And in response, thus spake the Oracle:
} Lois, I'm going to explain this to you again, very, very carefully.
}
} "A Friend" is what that man in the red cape and blue tights calls
} himself. He flies around the world helping people, and then disappears
} for hours or days at a time.
}
} That man is your colleague and fellow reporter, Clark Kent. He's
} sitting right across from you. Wave hello.
}
} "But Clark wears glasses," you've protested on many occasions. "He
} can't be Superman; how would he see?"
}
} The answer is, of course: contacts.
}
} Go ahead, study his jawline. Imagine him without the slouch.

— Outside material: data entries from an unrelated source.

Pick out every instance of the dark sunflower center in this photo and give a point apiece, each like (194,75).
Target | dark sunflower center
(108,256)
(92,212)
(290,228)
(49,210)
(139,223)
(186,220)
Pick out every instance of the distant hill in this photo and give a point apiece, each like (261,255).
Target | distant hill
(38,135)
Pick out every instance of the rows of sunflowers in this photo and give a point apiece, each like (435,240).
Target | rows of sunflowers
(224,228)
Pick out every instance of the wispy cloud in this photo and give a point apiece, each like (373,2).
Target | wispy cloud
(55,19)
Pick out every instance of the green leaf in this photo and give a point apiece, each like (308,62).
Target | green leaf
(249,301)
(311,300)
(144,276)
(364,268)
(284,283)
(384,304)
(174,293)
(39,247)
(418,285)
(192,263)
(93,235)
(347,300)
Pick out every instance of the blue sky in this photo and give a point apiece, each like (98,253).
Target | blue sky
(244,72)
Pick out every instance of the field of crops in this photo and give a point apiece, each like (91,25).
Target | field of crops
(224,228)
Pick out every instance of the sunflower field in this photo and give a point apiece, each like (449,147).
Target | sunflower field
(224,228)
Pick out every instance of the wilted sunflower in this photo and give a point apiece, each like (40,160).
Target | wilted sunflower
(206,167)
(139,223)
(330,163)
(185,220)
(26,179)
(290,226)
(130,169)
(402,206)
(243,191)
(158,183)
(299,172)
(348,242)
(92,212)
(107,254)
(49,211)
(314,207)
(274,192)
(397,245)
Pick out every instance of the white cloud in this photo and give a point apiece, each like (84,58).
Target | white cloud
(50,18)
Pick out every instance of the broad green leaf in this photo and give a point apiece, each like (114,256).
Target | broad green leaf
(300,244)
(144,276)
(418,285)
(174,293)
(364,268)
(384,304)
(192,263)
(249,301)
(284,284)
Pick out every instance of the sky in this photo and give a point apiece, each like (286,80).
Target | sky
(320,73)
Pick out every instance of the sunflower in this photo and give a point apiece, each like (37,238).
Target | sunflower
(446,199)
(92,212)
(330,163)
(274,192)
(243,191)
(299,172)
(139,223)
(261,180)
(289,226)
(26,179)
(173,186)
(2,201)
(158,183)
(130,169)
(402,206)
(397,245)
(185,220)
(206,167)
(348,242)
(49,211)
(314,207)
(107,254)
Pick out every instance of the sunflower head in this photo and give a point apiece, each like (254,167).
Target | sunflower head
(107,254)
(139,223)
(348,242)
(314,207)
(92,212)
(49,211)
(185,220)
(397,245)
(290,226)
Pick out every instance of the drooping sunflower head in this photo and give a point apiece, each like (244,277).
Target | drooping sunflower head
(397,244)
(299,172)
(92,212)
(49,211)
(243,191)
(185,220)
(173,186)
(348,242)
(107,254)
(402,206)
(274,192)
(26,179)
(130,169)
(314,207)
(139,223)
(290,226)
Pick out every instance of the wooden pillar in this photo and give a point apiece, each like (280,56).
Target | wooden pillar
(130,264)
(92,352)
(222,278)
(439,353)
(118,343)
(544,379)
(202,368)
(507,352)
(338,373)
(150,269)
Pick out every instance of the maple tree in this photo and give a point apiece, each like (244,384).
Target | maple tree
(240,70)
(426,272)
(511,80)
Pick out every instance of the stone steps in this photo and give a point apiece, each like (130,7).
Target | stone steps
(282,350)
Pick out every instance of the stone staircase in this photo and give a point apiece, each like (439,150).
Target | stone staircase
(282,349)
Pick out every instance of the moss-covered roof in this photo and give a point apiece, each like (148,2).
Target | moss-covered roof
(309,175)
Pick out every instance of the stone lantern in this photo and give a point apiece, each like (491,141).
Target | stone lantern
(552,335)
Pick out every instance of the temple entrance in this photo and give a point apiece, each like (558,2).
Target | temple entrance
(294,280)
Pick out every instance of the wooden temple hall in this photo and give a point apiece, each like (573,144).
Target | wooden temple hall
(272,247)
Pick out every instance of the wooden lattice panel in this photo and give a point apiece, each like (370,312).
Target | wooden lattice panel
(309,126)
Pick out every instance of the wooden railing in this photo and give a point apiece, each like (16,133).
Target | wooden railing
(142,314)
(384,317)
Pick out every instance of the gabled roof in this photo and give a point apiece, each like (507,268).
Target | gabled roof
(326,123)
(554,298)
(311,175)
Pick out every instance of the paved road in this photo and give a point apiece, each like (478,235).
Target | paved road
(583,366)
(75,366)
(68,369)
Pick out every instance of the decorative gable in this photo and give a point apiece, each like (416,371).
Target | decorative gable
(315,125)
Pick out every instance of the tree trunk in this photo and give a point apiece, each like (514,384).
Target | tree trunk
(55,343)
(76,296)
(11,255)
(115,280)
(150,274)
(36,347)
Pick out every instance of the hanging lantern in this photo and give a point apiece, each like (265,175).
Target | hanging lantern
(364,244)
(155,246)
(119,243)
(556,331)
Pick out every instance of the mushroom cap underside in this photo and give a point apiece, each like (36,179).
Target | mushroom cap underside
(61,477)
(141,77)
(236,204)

Doesn't
} Clark seem a bit .. built, for a reporter? Does he ever make flimsy
} excuses and dash for the nearest closet when things get a little
} hairy? Have you ever seen Clark and Superman together?
}
} Repeat after me: Clark Kent is Superman.
}
} Now, if he thinks you're on to him, he'll try to fool you into
} thinking otherwise. He'll come up with some method of appearing in the
} same place as himself (through, for example, a shapeshifting friend or
} hologram), constructing some elaborate alibi, or simply erasing your
} memories. Do not be fooled! Make multiple copies of this email,
} archive it, and post messages everywhere you can think of.
}
} That said, it's probably better if you keep this a secret. You already
} get in enough trouble with local gangs, would-be despots, and world
} threats as it is; if the underworld figures out that you know who
} Superman is, you might as well slit your own throat and save everyone
} a lot of hassle. So *keep quiet*. Your dad was in the military; you
} should know the value of a well-kept secret.
}
} You owe the Oracle the secret identity of the Martian Manhunter.